While programming I often thought about how the brain works. My very first program was on an IBM 650. I could not make the code small enough to fit the limited memory. So I told my boss several times and he always replied, “It fits.” One night I woke up at 4 AM with the solution. I could not wait for IBM to open so I could test the idea. It worked and the program fit. My brain figured it out while I was sleeping. This was not the typical boolean way of thinking, this was subconscious working. The solution the subconscious came up with was, “Hey buddy, you don’t need that complicated algorithm. Use the table lookup function to determine if the data is valid or not, that’s all you need to know.”

Part of the brain is a pattern matching machine that has stored just about everything one has experienced since the day one is born. It then matches the new input against that wast storage. The output is not exact, it’s a probability. Richard Feynman said, “You start with a guess. Be it a theory or a hypothesis, all it is is an educated guess.” What the Scientific Method does is to test the guess, true or false, and that’s boolean, not pattern matching.

Why is the current version of AI not better. Because size matters. The human brain has billions of neurons and trillions of synapses. The brains in insects, lizards, and other species are smaller than the human brain and they solve simpler problems. On a biological
scale, where are present day AI data centers? Cells, insects, lizards, birds, mammals?

Maybe Amnon Shashua, CEO of Mobileye, is overthinking the issue?

The Captain

1 Like

Thanks for the interesting and extended post, Smorg. I haven’t yet had a chance to review the linked docs - just your summaries of them. But just from reading what you wrote, I think there’s at least one really easy answer that’s a likely possibility.

Mobileye probably believes that there’s adequate opportunity for catching errors - or at least dealing with them - in their “glue code,” as you call it. One of the key differences between modular E2E and the “pure” E2E that Tesla has now switched to is that “glue code” - the hundreds of thousands of lines of code that aren’t E2E that Tesla decided to jettison.

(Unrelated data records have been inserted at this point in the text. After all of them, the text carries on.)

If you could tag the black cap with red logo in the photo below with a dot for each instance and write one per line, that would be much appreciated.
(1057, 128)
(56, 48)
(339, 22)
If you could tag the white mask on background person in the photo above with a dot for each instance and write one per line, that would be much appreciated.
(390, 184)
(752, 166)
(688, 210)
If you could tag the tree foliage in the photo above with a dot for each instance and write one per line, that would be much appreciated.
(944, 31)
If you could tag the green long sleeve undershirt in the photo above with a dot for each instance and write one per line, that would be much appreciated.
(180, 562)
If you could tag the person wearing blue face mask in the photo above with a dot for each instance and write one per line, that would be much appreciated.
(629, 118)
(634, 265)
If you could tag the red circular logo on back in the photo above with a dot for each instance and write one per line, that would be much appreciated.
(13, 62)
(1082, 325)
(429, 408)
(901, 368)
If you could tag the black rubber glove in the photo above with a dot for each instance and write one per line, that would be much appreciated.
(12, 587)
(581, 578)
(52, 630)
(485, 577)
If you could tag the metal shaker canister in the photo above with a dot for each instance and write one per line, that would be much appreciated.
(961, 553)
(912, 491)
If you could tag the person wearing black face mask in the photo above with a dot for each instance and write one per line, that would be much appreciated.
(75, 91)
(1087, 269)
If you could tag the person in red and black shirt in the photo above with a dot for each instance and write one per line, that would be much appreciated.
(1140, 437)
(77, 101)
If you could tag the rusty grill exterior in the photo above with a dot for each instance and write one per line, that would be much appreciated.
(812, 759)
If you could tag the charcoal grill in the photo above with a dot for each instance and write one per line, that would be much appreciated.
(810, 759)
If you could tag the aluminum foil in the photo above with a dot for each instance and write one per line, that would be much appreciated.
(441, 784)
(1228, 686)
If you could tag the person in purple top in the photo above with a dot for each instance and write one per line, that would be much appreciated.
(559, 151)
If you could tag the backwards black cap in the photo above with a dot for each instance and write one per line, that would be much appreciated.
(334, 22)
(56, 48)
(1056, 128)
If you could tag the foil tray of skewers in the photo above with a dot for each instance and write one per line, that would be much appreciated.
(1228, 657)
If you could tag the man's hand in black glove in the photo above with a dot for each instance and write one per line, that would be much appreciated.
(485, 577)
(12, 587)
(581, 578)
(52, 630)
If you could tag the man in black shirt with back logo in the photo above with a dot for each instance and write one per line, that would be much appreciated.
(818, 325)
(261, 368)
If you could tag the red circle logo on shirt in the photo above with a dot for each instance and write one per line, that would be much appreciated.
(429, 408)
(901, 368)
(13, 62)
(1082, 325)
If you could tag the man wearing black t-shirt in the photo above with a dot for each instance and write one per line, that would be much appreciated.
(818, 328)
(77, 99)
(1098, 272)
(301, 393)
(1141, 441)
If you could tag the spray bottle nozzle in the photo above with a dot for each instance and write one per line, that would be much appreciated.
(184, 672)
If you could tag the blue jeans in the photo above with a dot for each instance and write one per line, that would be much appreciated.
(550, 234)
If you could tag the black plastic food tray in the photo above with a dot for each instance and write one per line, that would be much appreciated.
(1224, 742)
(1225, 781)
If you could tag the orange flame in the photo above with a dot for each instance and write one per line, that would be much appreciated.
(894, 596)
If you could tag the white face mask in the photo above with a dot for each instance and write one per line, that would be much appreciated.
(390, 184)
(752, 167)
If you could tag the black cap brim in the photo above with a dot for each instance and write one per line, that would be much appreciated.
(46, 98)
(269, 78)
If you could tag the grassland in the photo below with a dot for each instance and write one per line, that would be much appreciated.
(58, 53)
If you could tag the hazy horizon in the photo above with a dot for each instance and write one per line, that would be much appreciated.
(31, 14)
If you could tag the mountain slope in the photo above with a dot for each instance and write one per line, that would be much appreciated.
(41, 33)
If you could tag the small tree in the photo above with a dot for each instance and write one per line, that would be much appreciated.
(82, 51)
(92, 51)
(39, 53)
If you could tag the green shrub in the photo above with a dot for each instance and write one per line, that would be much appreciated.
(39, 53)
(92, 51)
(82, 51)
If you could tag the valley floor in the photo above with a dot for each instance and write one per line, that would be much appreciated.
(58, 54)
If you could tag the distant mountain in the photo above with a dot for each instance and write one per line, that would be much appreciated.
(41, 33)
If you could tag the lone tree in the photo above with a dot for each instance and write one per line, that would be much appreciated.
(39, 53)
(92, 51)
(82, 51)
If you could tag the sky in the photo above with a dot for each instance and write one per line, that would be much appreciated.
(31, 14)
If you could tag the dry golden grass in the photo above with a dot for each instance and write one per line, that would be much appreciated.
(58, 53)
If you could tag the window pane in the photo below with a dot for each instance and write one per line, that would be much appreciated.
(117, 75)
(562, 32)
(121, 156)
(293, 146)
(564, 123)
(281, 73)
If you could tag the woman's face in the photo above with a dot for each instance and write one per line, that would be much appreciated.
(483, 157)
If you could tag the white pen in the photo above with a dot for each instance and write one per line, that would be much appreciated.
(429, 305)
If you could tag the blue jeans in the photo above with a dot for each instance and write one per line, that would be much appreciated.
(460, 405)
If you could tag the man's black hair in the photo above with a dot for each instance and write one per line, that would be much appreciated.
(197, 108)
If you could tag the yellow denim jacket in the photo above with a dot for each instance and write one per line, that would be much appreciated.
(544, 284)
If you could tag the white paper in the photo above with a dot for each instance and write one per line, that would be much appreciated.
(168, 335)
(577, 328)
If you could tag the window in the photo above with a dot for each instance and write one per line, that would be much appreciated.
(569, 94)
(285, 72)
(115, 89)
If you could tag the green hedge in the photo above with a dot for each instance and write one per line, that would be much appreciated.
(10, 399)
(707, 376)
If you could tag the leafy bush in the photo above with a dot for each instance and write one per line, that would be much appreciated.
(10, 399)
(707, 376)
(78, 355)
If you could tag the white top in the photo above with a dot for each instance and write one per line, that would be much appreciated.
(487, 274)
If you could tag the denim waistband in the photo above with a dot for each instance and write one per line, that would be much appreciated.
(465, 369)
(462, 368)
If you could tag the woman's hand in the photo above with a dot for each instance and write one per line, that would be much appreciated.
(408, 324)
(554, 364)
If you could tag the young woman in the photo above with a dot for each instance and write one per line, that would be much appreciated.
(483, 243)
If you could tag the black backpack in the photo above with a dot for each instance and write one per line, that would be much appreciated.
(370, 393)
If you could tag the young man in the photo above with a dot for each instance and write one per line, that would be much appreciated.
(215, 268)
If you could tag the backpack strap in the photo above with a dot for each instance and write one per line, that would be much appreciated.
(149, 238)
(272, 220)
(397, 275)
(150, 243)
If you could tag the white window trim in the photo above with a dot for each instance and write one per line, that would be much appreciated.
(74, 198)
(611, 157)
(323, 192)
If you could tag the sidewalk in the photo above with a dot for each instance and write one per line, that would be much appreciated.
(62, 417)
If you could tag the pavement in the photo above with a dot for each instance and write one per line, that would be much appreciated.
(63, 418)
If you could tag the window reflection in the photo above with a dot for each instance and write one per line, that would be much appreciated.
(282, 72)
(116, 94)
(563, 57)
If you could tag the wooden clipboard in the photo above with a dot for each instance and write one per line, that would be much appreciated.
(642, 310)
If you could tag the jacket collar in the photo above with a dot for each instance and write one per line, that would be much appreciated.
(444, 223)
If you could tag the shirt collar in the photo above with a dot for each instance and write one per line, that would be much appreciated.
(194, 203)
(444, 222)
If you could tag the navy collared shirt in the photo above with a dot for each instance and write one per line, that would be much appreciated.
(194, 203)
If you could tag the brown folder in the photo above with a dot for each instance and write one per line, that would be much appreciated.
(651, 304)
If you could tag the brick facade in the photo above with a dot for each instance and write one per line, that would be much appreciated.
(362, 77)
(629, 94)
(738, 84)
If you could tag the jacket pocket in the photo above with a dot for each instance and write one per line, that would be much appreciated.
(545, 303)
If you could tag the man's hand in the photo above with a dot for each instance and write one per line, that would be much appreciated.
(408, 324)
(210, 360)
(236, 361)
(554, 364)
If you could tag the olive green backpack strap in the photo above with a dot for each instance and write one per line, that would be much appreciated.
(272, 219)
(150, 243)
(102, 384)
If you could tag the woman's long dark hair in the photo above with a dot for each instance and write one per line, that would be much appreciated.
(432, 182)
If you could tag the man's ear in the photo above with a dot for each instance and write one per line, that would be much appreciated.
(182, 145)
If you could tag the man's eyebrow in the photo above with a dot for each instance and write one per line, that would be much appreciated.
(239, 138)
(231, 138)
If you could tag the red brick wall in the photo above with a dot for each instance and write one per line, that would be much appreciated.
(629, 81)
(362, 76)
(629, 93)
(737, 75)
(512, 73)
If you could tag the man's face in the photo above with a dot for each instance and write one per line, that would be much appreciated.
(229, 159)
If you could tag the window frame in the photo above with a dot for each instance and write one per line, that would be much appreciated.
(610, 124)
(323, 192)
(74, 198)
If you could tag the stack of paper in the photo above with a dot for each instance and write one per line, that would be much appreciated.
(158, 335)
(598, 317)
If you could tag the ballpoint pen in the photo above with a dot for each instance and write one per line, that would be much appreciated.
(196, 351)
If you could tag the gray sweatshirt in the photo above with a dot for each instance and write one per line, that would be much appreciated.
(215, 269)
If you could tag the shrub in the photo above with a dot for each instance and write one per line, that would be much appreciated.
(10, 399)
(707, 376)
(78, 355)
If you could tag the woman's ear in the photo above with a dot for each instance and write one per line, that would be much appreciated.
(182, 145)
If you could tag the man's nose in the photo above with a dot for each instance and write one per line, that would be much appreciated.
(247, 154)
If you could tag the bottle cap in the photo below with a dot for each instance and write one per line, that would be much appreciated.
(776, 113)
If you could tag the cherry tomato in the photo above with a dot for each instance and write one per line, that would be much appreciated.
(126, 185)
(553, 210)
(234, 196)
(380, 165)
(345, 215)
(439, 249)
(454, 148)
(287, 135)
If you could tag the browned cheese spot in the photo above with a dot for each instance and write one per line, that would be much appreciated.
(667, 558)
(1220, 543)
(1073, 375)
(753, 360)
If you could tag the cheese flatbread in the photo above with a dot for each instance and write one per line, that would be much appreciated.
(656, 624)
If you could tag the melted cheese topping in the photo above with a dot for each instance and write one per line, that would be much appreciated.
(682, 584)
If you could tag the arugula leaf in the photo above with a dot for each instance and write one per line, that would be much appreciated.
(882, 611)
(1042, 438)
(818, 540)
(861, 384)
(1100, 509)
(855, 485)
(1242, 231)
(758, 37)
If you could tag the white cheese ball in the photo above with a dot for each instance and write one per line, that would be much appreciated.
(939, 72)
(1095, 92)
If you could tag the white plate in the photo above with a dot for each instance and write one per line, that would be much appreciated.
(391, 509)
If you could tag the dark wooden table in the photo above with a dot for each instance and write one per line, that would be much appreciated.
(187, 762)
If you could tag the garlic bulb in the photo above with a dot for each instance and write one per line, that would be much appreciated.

If the E2E systems have an error rate of X (whatever X is and whatever units), you can try to reduce the error rate by pushing more and more data into the E2E training to try to get it to fall. But if that doesn’t work, you can use the stuff that’s more directly being programmed into the system to add some of that “human” architecture back in. That way if you run into a situation where (for example) your perception module has borked and is returning a “no output” response, you can tell your separate driving behavior module to do a particular thing in response. If it’s E2E, you don’t even have those separate modules, so the thing just disengages instead.

Maybe that’s inconsistent with what’s in the actual blog posts, but I suspect that’s probably where Waymo (and Mobileye) have put in the ‘safety protocols’ that give the AI a way of driving to a safe stop when things have gone wrong, rather than just disengaging back to a driver. Certainly using a modular system with “glue” holding the modules together gives you more opportunities to do that than would a single “black box” E2E that goes straight from photons to driving controls with no opportunities for human code to tweak the results.

I’m not sure no output is really a possibility, but even assuming that it is possible for some object in the scene, I would think that was the least common and least problematic of the potential problems in perception. I would think the most common and most problematic is misidentification … identifying a tree as a person or vice versa.

First, “glue code” is a common description; pulled directly from Shashua’s blog, where he uses the phrase 7 times. Here’s one:

In an engineered approach … the system starts with a built-in bias due to the abstraction of the sensing state and driving policy while (further) reducing variance through data fed into separate subsystems with a high-level fusion glue-code.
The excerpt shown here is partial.